I had a similar discussion, half-jokingly, about a legal ban on coffee in workplaces. Drinking it is optional, but non drinkers get disadvantaged and really need to join to keep up.
I really hope that this eventually becomes a thing but I am super sad that it won't any time soon. It really sucks to learn that some lucky people just don't need nearly as much sleep and that I'm just not one of those lucky people and will never be able to achieve that.
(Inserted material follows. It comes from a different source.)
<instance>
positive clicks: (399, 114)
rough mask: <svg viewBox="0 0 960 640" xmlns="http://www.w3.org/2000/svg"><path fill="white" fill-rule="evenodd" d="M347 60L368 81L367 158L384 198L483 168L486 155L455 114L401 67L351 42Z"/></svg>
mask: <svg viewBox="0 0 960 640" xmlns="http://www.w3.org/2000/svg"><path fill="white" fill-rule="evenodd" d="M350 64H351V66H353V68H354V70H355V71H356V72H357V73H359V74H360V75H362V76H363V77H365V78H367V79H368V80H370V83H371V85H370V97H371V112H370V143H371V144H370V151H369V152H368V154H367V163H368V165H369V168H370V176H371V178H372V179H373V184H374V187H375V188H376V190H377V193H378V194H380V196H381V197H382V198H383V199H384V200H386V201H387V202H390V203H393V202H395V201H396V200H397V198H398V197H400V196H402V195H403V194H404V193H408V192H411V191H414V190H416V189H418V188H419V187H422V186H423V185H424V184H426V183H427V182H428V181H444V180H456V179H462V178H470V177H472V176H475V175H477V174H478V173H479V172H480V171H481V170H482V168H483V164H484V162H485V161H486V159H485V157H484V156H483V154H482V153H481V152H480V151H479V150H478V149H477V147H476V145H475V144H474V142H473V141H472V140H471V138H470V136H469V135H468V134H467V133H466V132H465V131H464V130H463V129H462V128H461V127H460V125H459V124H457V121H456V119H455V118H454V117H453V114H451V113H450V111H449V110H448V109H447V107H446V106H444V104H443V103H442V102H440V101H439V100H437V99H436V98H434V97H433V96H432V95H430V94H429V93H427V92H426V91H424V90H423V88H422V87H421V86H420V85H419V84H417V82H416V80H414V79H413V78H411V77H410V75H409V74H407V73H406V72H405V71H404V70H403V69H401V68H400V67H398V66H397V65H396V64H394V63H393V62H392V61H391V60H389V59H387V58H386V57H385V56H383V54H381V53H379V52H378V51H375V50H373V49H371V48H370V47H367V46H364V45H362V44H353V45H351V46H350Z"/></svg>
I do not like having to sleep so much. I understand the argument that it could become normalized like e.g. caffeine, but I personally would like to spend closer to the third of my life that is considered "normal" than to the half or over-half of my life that sleep currently seems to be.
Fascinating stuff. Reminds me of the decreased sleep need associated with hypomania—something attributed to historical figures like Alexander Hamilton or contemporary ones like Elon Musk. I wonder if there’s a shared neurobiological mechanism here, perhaps involving orexin pathways. If so, exploring this overlap might unlock even more interesting avenues for research and therapies.
I've always thought there's a third variable: something causes the lack of sleep, and the lack of sleep causes mania. Disturbed sleeping causes a wide variety of different psych symptoms in different people. An acquaintance was almost committed for schizophrenia - but sleeping pills fixed the night horrors and they avoided commital.